HOT & NOT

The EC has approved BMS’ blood disease therapy Reblozyl (luspatercept) for transfusion-dependent anaemia associated with myelodysplastic syndromes (MDS) or beta thalassaemia. The decision makes Reblozyl the first and only erythroid maturation agent approved in the EU, representing a new class of therapy for eligible patients. Clinical data showed a statistically significant improvement in red blood cell (RBC) transfusion burden with the drug, with 37.9% of treated patients achieving independence from RBC transfusions for at least eight weeks during the first six months of the trial, compared to 13.2% of the placebo arm.

The European Commission (EC) has approved Johnson & Johnson group Janssen’s Ebola vaccine regimen for the prevention of Ebola Virus Disease caused by the Zaire ebolavirus species in individuals aged one year and above. Two marketing applications were submitted to the European Medicines Agency (EMA) for the vaccines composing the two-dose regimen, Zabdeno (Ad26.ZEBOV) and Mvabea (MVA-BN-Filo). Ad26.ZEBOV, the first dose, is based on Janssen’s AdVac viral vector technology, and MVA-BN-Filo, the second dose, is based on Bavarian Nordic’s MVA-BN technology, administered approximately eight weeks later.

NICE final guidance backs NHS use of Roche's Kadcyla (trastuzumab emtansine) for adjuvant treatment of HER2 positive early breast cancer, that is in people who have already had therapy to shrink their tumour but have residual disease in the breast or surrounding lymph nodes prior to surgery to remove it. Clinical evidence shows that for this patient subset Kadcyla increases the time people remain free of disease compared with Herceptin (trastuzumab) alone, the Institute noted. At three years, 88.3% of people treated with Kadcyla did not have their breast cancer return compared to 77.0% treated with Herceptin, an absolute improvement of 11.3%.

The EMA's human medicines committee (CHMP) has adopted a negative opinion recommending the refusal of a marketing authorisation for Daiichi Sankyo Europe's Turalio (pexidartinib), which has been developed to treat tenosynovial giant cell tumours. The Agency voiced concern that although the main study found that tumours shrank in patients treated with Turalio, “there was only a small improvement in symptoms such as pain and the ability to use the joint”. Also, it was not clear how long this effect lasts, and there was serious concern about “unpredictable, potentially life-threatening effects of Turalio on the liver”. The drug won US approval last year.

NICE has turned down NHS funding in preliminary guidelines for use of Novatis' Mayzent (siponimod) as a treatment for secondary progressive multiple sclerosis (SPMS) with evidence of active disease. According to the Institute, clinical trial results show that the drug cuts the number of relapses and slows disability progression compared with placebo. However, it is uncertain how effective Mayzent is compared with interferon beta-1b – the only disease-modifying treatment available for people with active SPMS – because there is no evidence directly comparing them. Novartis said it is disappointed with the decision, and stressed that the drug addresses unmet need.

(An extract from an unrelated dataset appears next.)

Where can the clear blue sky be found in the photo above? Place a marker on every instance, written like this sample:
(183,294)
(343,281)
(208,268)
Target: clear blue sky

A Phase III trial assessing Sanofi/Regeneron's arthritis drug Kevzara (sarilumab) for COVID-19 patients requiring mechanical ventilation has been stopped after it failed to meet its primary and key secondary endpoints. The firms did note that “minor positive trends” were observed in the pre-specified analysis group (ventilated at baseline) that did not reach statistical significance but that these were countered by negative trends in a subgroup of critical patients who were not mechanically ventilated at baseline. A separate Sanofi-led trial outside of the US in hospitalised patients with severe and critical COVID-19 using a different dosing regimen of Kevzara is ongoing.